As for other challenges people may think of, here are the reasons I don't rate them as high a risk.

5. Radiation NASA studies have estimated that a two year round trip to Mars only produces a 4% higher lifetime risk of cancer. As long as Starship has a solar storm shelter for the crew to avoid the most dangerous radiation periods, risk should be minimal.

6. Regolith The risk of Regolith on the moon is that it's razor sharp dust because it's never had any environmental weathering. Thats not true of Mars, it's risk is Perchlorates in the soil and like radiation this is an overdone risk. It's not at a level that's directly poisonous, but if astronauts continually track perchlorate dust into their habitats eventually they'd suffer from thyroid issues. The simple solution is water, which drops the perchlorate into a safe solution. Spray the astronauts with before returning through the airlock, and spray the suits again before storing in sealed closets.

Mars is lousy with water at every latitude. If the tools they are sent with prove inadequate for digging up water or melting ice, they will certainly have tens if not hundreds of tons of distilled water in the Cached Cargo Starships to cover losses outside the life support systems.

7. Crew Training Starships will be highly automated, the main training needs to be on the tools and equipment to be used on Mars. Apollo needed years of training because for the first time ever they were going to land on the surface of another world in a tiny lander with very little margin for error. Every potential risk had to be trained for and have a checklist for. Unlike Apollo, Starship missions will be equipped with a great deal of redundancies, supplies and equipment to deal with unforseen situations.

8. In Situ Fuel Generation Again the cached Cargo Starships will have plenty of equipment and tools for producing methane and LOX for return trips. If they don't work, they are only two years away from another round of Cargo Starships with more supplies and updated tools and equipment designed directly to solve any problems that stymied the first attempts. Ultimately if the problem can't be solved, the solution is sending Starship Tankers to refuel on Mars itself. This plan will only be a problem if it causes SpaceX to struggle to recruit qualified crew for the missions, and I don't anticipate that being true.

I couldn't understand Buzz Aldrin's objections, other than Elon's cost estimates are targeted to decades away when launch cadence is at least hundreds per Synod, and its possible for Crew Starships to hold 100 passengers on Mars expeditions. They are also highly aspirational and not necessary to enable the first manned exploration missions.

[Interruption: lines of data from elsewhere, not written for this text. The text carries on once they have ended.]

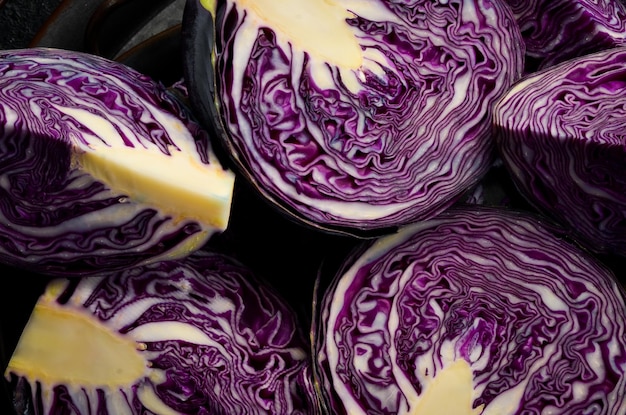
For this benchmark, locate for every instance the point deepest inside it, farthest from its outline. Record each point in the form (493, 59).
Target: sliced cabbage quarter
(562, 136)
(557, 30)
(100, 167)
(200, 335)
(479, 311)
(353, 116)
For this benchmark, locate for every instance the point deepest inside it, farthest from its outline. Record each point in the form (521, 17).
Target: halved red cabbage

Starship launches should cost roughly \$20M each when fully re-usable (based on the partially re-usable Falcon 9 costs), which would mean each Mars sent Starship costs \$160M for launches (assuming 7 tanker launches). A complete Falcon 9 costs less than \$60M to make, the similarly sized Cargo Starships (with 4 fewer engines) should be significantly cheaper to build using Stainless Steel construction. Crew Starships will be more expensive with their sophisticated life support systems, but SpaceX should only be sending a handful per Synod at first.

Conclusion: These first four challenges are solvable problems, the question is whether they can be solved by 2025 and that seems impossible. I expect SpaceX to master landings in 2021, and start testing orbital re-entries by year end or in 2022. That gives them two years to master refueling for Lunar expeditions in 2024. But the first expeditions can't be manned. So the real challenge to landing humans in 2025 is the need for Site Prep/Cargo Cache missions.

The net result is that landing humans in 2025 looks impossible today. I think it's far more feasible to land robotic Starships on Mars to site test in 2025, land cache Cargo Starships in 2027, and then land humans in 2029. And each of these dates to slip two years if anything goes wrong.